Sus palabras se alargaron durante mucho tiempo, y los latidos del corazón de Shiloh parecieron detenerse por un momento.

—Te asaré un poco —Shiloh habló con calma.

El fuego que Tammy hizo para Shiloh era muy, muy pequeño.

—Quiero que lo ases muy, muy lento.

—Mm, lo sé. Sabe mejor cuando se tuesta así —dijo Shiloh.

—No, eso no es lo que quise decir —Tammy negó con la cabeza.

¿Quería que él… lo ase más lento?

¿Quería… permanecer junto… con él?

La mano que Shiloh estaba usando para sostener el palo de barbacoa se apretó inconscientemente, y las yemas de sus dedos se volvieron blancas.

—¿A qué te refieres?

—Ahora soy humano. No puedo comer demasiado rápido. Si tuestas la carne poco a poco, podré seguir comiendo mientras esté caliente —Tammy contestó con mucha seriedad.

Así que fue eso.

Shiloh inclinó la cabeza y continuó asando la carne, sintiéndose un poco perdido.

Tammy mordisqueó las alitas de pollo asadas, su rostro lleno de satisfacción mientras charlaba con Shiloh sobre los caballeros que participaban en el torneo y sus divertidísimas payasadas.

—¿Por qué de repente pensaste en realizar un torneo?

—Al rey se le ocurrió —explicó cuando terminó de roer el ala de pollo.

—¿Cuándo dejarás ir a los caballeros?

Tammy no respondió. Dejó los huesos de pollo en sus manos y un cierto tipo de emoción cruzó su rostro. Luego, como si de repente hubiera tomado una decisión sobre algo.
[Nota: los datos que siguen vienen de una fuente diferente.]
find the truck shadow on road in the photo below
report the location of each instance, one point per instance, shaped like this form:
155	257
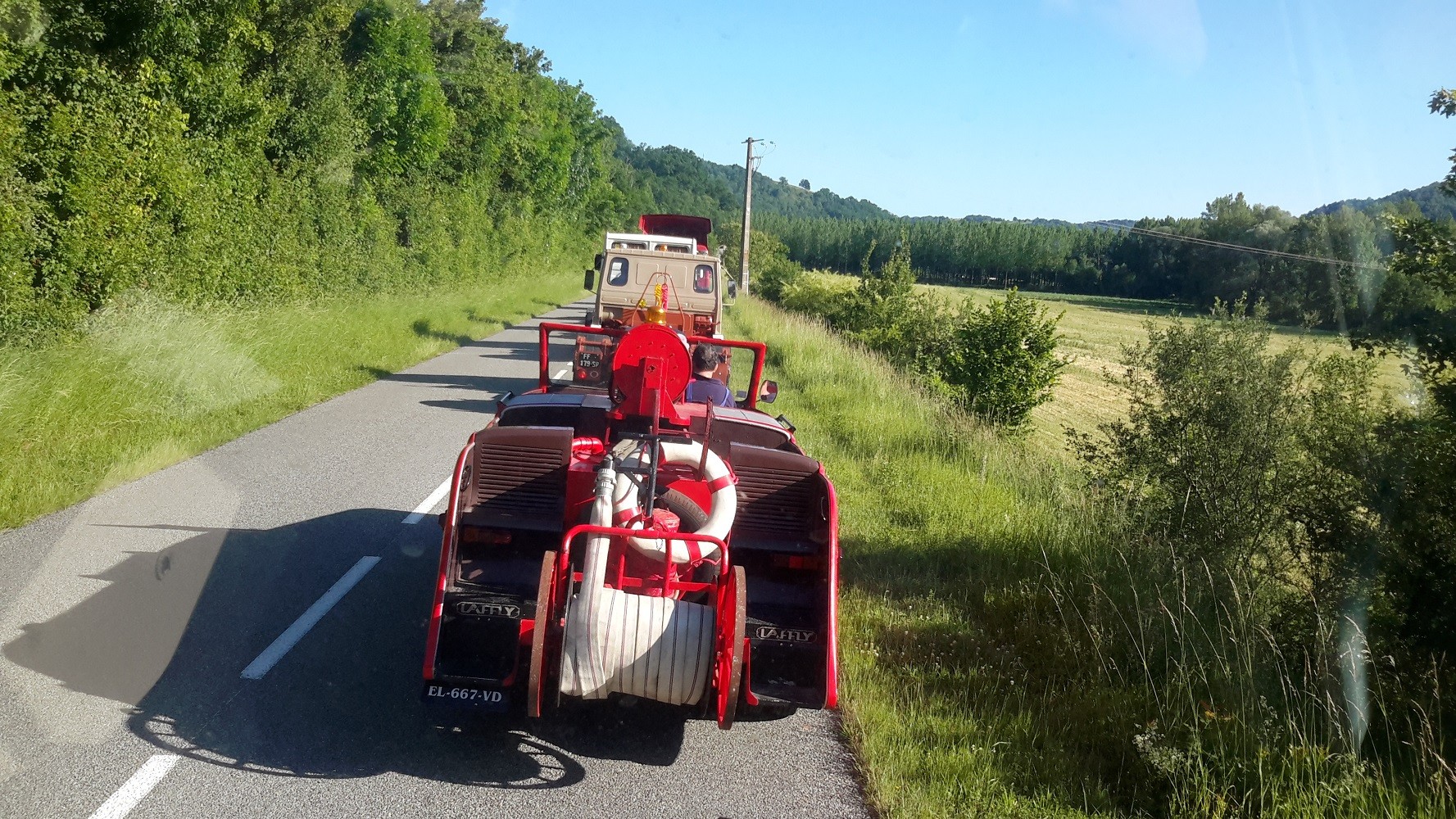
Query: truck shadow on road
172	630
—¡Ratoncito! ¡Ve a la otra cueva y mira el torneo de la princesa! —gritó hacia una gran roca.

El ratón gris chilló dos veces, agarró un ala de pollo y desapareció de la vista, mirándolos a cada paso.

Solo los dos quedaron en la cueva.

Tammy lamió el aceite sobrante de su mano y se puso de pie.

—Shiloh, el ratón gris y la princesa me dijeron que me calmara. Que aprendiera a jugar al gato y al ratón, permitiéndote hacer lo que quieras para que sea más fácil atraparte más tarde, pero quiero decirte la verdad —declaró con solemnidad

Tammy respiró hondo. Sus mejillas se tiñeron de un sutil rosa

—Justo ahora, te mentí sobre tres cosas. Primero, quiero tu carne asada, pero… yo… más que eso… te extraño a ti. En segundo lugar, quiero que ases la carne lentamente porque quiero quedarme contigo. Por último… ¿Sabes por qué se celebra el torneo? Es porque el príncipe del Reino de Pip le dijo al rey que la línea real podría terminar con él, porque…

Tammy miró hacia arriba. Su rostro se había puesto rojo y sus ojos brillaban con intensidad.

—Porque me gustas. Shiloh, me gustas.